A temporary nurse-staffing agency wants to parlay the nation's alleged nursing shortage into big bucks.
Last week, Cross Country, Boca Raton, Fla., filed a registration statement with the Securities and Exchange Commission to raise up to $115 million in an initial public offering of stock. The 26-year-old company provides nurses on a temporary basis to hospitals around the country. Cross Country plans to use the proceeds of the IPO to pay off debt.
An HHS report issued in February warned that the country faces a nursing shortage. Although the number of nurses increased from 1996 to 2000, the increase was lower than in previous periods, according to the report. Three months later, however, a report released by the Congressional Research Service said a nursing shortage is years away (June 11, p. 4).

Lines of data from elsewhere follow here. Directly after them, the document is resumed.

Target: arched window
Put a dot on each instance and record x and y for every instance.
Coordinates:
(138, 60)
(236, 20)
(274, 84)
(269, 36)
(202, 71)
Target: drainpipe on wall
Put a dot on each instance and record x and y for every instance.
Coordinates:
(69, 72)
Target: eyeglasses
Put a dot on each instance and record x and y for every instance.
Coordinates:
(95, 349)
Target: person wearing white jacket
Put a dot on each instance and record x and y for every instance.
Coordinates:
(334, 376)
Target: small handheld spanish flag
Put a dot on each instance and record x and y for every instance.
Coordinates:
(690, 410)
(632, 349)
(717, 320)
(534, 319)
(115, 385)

The nursing shortage-to whatever extent it exists-is a mixed blessing for Cross Country. Hospitals need help filling open nursing slots, but the staffing firm, too, must contend with the tight labor market.

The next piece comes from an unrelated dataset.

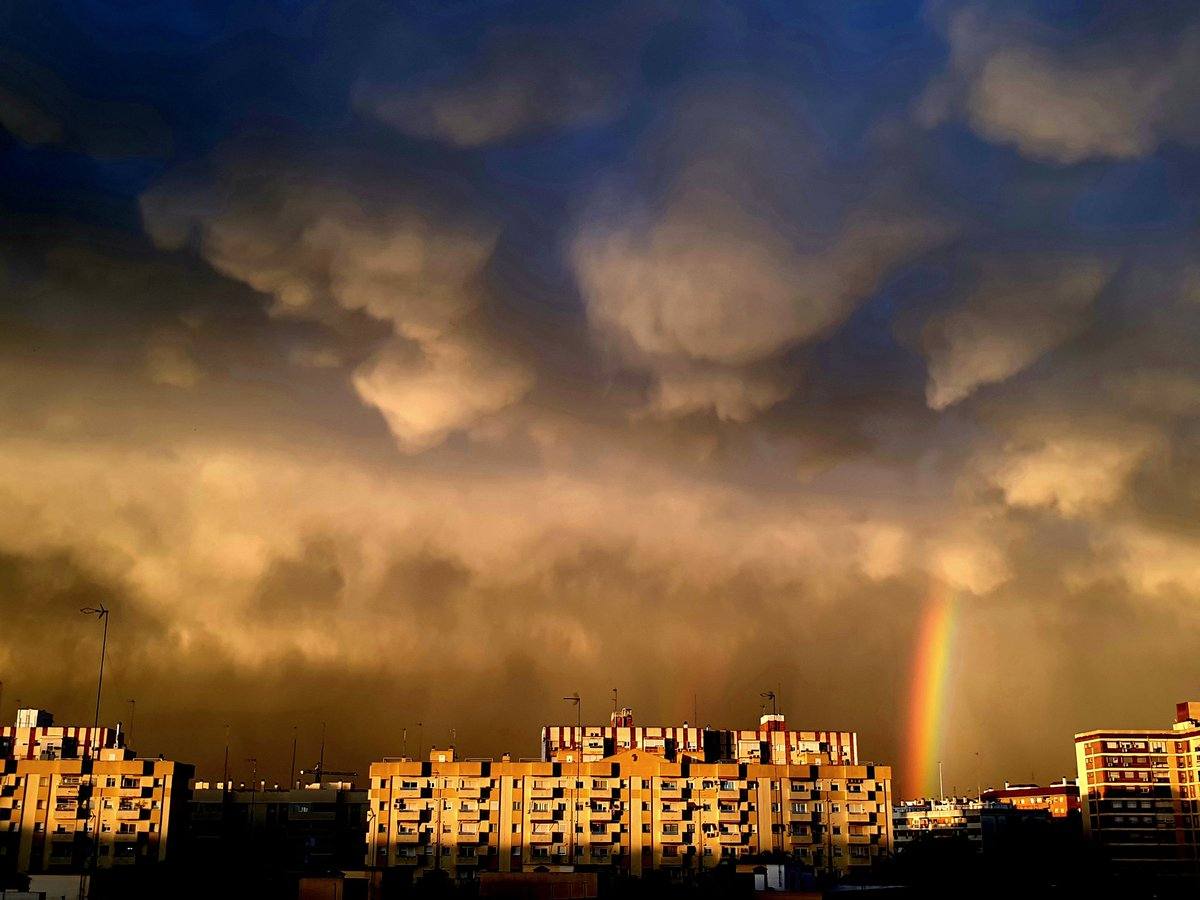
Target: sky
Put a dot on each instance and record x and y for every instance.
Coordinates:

"Currently, there is a shortage of qualified nurses in most areas of the U.S., and competition for nursing personnel is increasing," the company said in its registration statement. "At this time we do not have enough nurses to meet our clients' demands. This shortage of nurses limits our ability to grow our staffing business."

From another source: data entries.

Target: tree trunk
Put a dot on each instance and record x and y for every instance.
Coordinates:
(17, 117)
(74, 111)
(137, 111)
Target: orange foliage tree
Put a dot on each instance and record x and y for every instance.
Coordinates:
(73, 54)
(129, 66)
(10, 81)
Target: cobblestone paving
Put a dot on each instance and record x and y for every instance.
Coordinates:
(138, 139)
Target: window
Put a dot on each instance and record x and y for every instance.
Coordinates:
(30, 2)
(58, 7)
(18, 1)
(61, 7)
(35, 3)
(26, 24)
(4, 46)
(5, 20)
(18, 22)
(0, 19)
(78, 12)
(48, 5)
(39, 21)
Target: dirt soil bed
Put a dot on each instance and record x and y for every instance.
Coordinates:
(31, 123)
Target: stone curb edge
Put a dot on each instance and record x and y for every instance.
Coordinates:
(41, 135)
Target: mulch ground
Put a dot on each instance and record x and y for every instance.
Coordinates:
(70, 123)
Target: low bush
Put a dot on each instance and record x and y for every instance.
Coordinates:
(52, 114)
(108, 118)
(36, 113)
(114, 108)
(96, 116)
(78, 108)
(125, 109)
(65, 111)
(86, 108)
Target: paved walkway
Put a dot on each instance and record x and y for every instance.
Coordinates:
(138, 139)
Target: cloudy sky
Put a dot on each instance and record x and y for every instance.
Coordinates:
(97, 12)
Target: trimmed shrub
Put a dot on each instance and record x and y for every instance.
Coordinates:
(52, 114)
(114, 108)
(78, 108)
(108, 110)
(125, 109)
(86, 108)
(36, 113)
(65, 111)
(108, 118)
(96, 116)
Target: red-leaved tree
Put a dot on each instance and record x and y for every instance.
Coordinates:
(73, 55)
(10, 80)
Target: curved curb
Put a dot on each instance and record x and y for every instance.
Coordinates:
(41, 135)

American Mobile Healthcare, San Diego, is Cross Country's principal competitor, according to the registration statement.
Cross Country is owned by Charterhouse Equity Partners and Morgan Stanley Private Equity, both based in New York. It has 5,650 full- and part-time employees and reported net income of $4.6 million on revenue of $368 million for the year ended Dec. 31, 2000. As of March 31, the company reported $187 million in debt.
Company officials said they were unsure how many shares would be offered and when the stock would start trading on the NASDAQ exchange; however, it will be at least 30 days, they said.